While many fundamental changes to the economic and political systems were necessary to redesign human patterns on the California landscape, the regenerative salmon ecology of today is characterized by the re-introduction of salmon into headwater rivers of the Sierra Nevada mountains and upper Sacramento River basin. The Yuba River is exemplary due to the coordinated and inventive basin-wide initiatives implemented to support vibrant salmon populations, which include removal of negative-value dams, restoration of ecological functions (particularly in forest, meadow, riparian and floodplain ecosystems), integrated water management, and a wide range of localized actions aimed at land use practices that improve—rather than degrade—instream water quality. Specifically, since the decommissioning of Englebright and Daguerre Dam in 2020, the Yuba River flows without artificial barriers for approximate 160 miles from the high elevation reservoirs on the upper Middle and South Yuba Rivers to the Pacific Ocean. The re-operation of hydropower dams in the upper Yuba basin have also become a model for cold water management to support healthy river function and watershed biodiversity in the more erratic climate patterns that now characterize our region. Today, the Yuba River basin supports tens of thousands of self-sustaining Chinook salmon and steelhead in hundreds of river and stream miles, with over 160 species of animals benefiting from their return to the mountains.

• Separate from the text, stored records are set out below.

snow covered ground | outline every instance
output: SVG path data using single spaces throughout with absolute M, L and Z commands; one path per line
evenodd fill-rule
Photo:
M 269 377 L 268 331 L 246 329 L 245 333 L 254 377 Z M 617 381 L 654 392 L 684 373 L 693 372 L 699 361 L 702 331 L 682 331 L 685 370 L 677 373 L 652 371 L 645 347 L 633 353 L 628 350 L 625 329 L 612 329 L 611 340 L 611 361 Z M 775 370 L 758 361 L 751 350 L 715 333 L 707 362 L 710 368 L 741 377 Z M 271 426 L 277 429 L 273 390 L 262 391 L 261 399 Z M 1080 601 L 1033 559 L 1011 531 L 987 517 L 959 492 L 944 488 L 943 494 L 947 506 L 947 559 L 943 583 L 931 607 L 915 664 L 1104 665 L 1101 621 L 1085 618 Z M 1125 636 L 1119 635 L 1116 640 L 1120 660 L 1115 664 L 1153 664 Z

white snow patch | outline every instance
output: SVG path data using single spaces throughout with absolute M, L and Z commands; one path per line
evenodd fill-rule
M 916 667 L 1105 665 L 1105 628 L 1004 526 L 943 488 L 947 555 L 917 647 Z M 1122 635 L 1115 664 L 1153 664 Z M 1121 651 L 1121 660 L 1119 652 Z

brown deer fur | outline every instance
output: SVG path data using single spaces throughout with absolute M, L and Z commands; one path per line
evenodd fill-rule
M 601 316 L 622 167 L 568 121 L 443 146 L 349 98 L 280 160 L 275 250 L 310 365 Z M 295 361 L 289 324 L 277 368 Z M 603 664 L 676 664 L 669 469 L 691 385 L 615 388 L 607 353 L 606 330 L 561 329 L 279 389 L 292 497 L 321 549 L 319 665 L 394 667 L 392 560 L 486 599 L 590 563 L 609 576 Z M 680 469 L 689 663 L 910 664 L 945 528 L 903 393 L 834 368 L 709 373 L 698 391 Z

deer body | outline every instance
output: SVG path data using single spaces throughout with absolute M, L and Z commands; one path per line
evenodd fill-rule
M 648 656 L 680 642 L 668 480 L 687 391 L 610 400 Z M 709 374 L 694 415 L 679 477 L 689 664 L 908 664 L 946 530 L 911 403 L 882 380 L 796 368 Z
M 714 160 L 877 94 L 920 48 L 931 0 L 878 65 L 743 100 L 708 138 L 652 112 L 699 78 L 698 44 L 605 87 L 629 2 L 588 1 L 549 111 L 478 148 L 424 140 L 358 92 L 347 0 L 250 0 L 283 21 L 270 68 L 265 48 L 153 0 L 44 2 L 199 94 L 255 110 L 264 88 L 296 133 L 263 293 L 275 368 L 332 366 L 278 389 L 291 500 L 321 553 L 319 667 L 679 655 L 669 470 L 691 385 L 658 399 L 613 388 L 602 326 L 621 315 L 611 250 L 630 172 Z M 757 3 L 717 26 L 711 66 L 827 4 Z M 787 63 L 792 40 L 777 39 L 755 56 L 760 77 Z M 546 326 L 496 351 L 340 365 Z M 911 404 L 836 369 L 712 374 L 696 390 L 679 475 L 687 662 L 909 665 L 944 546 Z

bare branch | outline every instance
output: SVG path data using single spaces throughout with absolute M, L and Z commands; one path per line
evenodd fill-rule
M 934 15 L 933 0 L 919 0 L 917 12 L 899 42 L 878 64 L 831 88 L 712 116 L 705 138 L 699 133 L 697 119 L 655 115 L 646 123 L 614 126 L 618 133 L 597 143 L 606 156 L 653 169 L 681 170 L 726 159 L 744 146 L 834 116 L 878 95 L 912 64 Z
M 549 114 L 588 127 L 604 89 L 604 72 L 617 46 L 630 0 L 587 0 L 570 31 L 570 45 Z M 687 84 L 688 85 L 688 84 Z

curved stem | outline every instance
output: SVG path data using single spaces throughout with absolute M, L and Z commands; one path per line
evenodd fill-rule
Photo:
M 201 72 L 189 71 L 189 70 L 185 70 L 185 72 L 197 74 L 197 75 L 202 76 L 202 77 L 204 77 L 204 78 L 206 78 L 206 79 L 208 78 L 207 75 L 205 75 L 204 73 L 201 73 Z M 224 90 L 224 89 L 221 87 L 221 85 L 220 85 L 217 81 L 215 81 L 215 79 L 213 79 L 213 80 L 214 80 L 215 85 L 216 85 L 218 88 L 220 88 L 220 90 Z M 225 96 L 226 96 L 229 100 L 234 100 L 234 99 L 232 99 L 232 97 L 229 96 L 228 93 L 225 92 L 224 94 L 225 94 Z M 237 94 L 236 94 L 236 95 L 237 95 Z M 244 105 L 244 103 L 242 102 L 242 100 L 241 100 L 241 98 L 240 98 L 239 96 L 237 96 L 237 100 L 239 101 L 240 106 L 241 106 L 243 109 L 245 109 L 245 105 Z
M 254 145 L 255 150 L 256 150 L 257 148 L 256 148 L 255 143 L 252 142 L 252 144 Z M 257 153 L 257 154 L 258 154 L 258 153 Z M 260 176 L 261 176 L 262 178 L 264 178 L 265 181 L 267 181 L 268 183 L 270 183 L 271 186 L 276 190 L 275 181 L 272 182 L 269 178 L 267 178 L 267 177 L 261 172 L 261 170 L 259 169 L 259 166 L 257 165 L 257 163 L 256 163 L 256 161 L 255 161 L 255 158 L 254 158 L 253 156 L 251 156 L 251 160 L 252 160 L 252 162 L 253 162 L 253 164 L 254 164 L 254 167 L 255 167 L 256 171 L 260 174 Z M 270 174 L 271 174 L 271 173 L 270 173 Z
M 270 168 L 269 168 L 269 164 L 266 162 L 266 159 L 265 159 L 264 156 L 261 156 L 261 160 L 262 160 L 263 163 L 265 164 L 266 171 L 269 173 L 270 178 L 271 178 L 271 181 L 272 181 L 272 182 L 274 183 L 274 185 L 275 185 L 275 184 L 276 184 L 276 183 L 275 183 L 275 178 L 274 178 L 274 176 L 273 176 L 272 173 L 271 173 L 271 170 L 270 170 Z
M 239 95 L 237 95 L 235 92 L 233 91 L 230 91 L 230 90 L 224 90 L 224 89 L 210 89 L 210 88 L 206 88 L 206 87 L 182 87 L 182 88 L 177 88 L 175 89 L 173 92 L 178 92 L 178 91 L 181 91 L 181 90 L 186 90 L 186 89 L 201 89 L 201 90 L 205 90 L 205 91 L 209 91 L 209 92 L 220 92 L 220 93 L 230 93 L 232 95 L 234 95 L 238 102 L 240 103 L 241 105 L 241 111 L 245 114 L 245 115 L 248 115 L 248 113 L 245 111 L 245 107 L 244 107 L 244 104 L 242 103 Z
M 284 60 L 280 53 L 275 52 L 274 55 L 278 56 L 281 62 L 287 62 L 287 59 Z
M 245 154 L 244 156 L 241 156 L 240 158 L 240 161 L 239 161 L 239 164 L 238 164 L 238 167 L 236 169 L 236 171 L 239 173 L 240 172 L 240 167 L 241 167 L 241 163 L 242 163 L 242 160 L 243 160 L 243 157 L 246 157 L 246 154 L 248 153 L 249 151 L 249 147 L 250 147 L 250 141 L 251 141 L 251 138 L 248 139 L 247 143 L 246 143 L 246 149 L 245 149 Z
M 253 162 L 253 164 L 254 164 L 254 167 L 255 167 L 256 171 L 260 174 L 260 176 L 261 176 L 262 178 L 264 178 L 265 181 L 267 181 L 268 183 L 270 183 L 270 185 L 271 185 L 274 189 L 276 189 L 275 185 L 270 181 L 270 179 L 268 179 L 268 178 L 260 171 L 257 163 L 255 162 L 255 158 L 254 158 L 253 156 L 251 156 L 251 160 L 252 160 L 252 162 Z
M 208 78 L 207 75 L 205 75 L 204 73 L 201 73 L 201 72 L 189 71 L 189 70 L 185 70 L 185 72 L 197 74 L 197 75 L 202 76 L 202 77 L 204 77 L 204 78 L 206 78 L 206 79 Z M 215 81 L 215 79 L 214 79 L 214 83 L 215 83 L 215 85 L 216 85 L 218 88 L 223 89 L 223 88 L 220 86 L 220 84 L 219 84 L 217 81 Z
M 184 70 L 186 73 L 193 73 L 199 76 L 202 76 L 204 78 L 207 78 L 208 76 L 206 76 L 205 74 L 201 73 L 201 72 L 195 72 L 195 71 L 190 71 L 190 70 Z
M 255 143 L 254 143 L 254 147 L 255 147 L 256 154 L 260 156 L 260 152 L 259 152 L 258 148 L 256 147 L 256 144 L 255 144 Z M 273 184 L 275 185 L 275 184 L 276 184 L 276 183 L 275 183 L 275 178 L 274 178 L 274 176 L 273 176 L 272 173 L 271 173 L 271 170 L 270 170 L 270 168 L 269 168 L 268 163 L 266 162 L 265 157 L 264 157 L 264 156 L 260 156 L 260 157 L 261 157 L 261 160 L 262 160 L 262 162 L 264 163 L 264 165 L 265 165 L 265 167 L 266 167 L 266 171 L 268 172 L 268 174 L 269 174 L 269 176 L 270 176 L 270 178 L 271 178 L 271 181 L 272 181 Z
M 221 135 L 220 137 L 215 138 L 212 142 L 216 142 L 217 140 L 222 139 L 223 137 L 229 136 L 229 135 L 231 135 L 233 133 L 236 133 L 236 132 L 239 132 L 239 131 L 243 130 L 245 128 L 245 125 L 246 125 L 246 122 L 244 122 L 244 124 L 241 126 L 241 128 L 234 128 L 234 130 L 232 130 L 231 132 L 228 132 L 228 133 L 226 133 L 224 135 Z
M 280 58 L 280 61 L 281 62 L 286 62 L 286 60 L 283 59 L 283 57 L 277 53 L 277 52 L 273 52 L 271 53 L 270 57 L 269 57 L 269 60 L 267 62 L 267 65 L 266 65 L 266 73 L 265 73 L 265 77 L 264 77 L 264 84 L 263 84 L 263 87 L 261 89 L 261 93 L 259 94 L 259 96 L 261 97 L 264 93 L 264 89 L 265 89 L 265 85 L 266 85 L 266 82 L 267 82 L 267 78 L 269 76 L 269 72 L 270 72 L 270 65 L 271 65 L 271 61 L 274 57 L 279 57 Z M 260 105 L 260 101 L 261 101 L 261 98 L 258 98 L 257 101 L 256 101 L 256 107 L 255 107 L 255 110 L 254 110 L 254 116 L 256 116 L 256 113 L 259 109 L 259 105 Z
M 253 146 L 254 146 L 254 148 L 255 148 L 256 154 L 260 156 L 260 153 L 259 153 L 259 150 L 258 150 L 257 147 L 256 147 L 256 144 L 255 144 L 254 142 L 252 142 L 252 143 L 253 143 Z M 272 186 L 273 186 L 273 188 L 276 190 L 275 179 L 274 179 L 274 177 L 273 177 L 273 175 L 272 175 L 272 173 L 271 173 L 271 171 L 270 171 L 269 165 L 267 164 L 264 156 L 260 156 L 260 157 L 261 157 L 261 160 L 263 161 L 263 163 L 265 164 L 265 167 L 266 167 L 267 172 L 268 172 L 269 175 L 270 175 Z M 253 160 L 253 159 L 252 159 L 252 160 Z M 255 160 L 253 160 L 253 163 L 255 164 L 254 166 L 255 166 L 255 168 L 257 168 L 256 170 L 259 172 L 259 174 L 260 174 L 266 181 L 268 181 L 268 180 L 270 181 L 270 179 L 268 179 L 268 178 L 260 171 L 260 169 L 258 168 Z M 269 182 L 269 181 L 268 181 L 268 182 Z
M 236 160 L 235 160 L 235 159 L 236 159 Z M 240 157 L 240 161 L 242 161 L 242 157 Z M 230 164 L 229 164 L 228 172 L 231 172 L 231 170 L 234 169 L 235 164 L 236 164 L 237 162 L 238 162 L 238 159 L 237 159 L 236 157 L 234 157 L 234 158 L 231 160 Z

With California on the brink of insolvency as it entered the second decade of the millennium, economic de-centralization became the driving force behind our recovery. While “green tech” industries have provided technologies that have transformed our energy and transportation systems, investments in “green infrastructure” have put people to work restoring the ecological integrity of California’s natural capital. The landmark “Earth is our Household—Let’s Act” Act that passed the US Congress and went into law in 2015 corrected an economic blindspot that persisted for hundreds of years by placing value on ecosystem services and ended the practice of externalizing the costs of industry onto the environment. In California, and particularly in the Yuba Watershed, this created incentives and new opportunity for investing in a robust service economy emphasizing physical restoration of ecological functions. What began as a rural re-vitalization program has resulted in hundreds of thousands of jobs supporting earth-based enterprises that restore public lands, sustainably produce forest and agricultural products, and mitigate against the causes and consequences of climate destabilization. Recognizing the long-term consequences of legacy mining toxins in the environment, significant investment was focused on mining toxic remediation, a public health industry which currently employees nearly 10% of the people living in the Yuba Watershed.